I got to work trying everything on; after all, you have 10 days to return the box, and anything you keep is charged to you, so time is of the essence. I started with the things I knew I wouldn’t like: the vest (hated it, made me look insane), silk track pants (shockingly great, but pricey) and the turtleneck (even more shockingly great). Then I moved on to the easier stuff: the flare jeans (cute, good price, but didn’t need them) and tops (all weirdly boxy and huge, and a total non-fit for my body type).
Finally, I tried the pieces I would have picked out for myself: a luxe cashmere sweater by Equipment (gorgeous, but for $298, way too see-through to consider), some LBDs (all cute and flattering) and a DVF pencil skirt (expensive but absolutely worth the money — it was practically made for me).
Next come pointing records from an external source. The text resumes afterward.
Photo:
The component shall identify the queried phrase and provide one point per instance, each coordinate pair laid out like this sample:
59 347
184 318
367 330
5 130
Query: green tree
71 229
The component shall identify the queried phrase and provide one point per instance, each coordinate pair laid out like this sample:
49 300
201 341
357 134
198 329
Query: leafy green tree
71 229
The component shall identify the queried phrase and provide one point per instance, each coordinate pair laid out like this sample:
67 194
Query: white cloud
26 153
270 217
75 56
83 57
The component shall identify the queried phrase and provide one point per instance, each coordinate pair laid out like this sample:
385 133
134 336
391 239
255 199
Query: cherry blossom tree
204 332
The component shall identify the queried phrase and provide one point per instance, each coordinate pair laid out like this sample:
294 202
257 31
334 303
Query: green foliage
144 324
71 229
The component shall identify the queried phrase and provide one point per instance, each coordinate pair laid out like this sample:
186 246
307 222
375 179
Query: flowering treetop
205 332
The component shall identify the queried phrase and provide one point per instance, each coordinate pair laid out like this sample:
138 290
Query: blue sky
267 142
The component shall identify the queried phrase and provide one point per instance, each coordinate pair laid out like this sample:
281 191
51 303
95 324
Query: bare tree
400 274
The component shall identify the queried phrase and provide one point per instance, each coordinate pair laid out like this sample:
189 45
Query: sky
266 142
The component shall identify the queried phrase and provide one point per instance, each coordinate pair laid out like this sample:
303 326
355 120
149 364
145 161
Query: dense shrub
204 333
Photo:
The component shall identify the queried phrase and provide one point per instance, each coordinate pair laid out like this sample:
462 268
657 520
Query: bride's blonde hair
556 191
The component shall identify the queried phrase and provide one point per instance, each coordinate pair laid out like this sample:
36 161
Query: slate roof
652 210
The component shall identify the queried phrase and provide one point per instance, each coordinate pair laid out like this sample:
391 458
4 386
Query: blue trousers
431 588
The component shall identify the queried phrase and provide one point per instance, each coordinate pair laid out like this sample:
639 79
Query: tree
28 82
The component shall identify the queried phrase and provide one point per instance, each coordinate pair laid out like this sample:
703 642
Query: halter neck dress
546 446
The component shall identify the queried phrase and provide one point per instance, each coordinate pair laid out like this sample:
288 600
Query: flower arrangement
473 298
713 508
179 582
I provided feedback via the app as I tried things on, and while there were some glitches — for instance, marking items as “bought” when I hadn’t yet — I did like that it showed the most recent sale price at Nordstrom. In some cases it was lower than on the price list included in the box, and in other cases it was higher; Trunk Club says they’ll honor the lowest price. And you can also use the app to give immediate feedback to your stylist, either on the whole trunk or piece by piece, so she has a more informed view of your style for the next one.
After much debate, I decided to keep the Vince turtleneck. In the spirit of Trunk Club, I figured I should choose an item that was way out of my comfort zone, but somehow just right for me. I’ve worn it a ton, and loved that Chelsea gave me the tools to try something new and picture how it would work in my wardrobe.
The Verdict: It was really fun to have someone pick things out for me that I was surprised to find I loved; for that alone, it was worth the experiment. The contemporary price points are too high for me to do it on a regular basis, but I can totally see using this service for a special occasion — having someone like Chelsea send me 12 dresses (some safe, some surprising) to try on at home with all my accessories would be a smart and easy way to shop.
Would you use a shopping service like this one?